Daniel McCord ’24

“Once Upon a Time in Hollywood” is the ultimate film nerd movie, and director Quentin Tarantino knows this. Serving as an impressive capture of the zeitgeist of Hollywood’s waning golden age, Tarantino weaves together compelling, thoughtful, and immersive character studies alongside comedy and heart-tugging drama, endless cameos from cinema’s most beloved, and a crowd-pleasing alternate take of one of the industry’s darkest moments, all tied together with a bow of reverential adoration of Hollywood and film as a whole. 

The story is shown through the eyes of a fictional aging movie star Rick Dalton (Leonardo DiCaprio), his assistant, Cliff Booth (Brad Pitt), and (puzzlingly) real-life actress and historical figure Sharon Tate (Margot Robbie) as they work, party and thrive in 1960s consumerist bliss. While initially seen as shallow “good old boy” types, Dalton and his assistant become the ultimate buddy-duo, utilizing hilariously over-the-top situational comedy as well as a genuinely affecting brotherly relationship between the two. Their interactions and depiction are the true heart of the movie, as they become increasingly sympathetic and lovable as characters. In contrast, Sharon Tate’s parts, though equally important,  and serving as entertaining departures from the main plot to get a better picture of a normal day-to-day Hollywood experience, are not immediately obvious; until the ending, that is. 

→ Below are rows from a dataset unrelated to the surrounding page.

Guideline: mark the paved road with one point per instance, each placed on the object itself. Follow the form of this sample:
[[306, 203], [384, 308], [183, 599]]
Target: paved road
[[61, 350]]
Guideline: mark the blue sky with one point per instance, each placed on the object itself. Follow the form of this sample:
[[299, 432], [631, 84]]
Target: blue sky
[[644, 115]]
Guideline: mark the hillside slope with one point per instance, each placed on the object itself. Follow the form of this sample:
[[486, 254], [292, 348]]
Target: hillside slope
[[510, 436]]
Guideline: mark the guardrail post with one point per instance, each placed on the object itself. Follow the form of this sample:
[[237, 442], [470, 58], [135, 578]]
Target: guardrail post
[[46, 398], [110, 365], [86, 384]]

Speaking of the ending: “Once Upon a Time in Hollywood’s” conclusion is Tarantino’s finest hour as writer and director. Jaw-droppingly violent, absolutely hilarious and oddly touching all at once, a brutal and lengthy set piece of physical comedy followed by a respectful reflection on the love between two friends, it’s a spectacle that must truly be seen to be believed. In my own experience, my entire theater was soaring with cheers and laughter during the ending, and I can confidently say you’ll do the same. 

Through his depiction of Hollywood in the 1960’s Quentin Tarantino creates an equally funny and heartfelt love letter to film and a depiction of the ups and downs of friendship. It’s powerful, hilarious, endlessly rewatchable, and a perfect experience for those who love movies. For that, I give it a 10/10.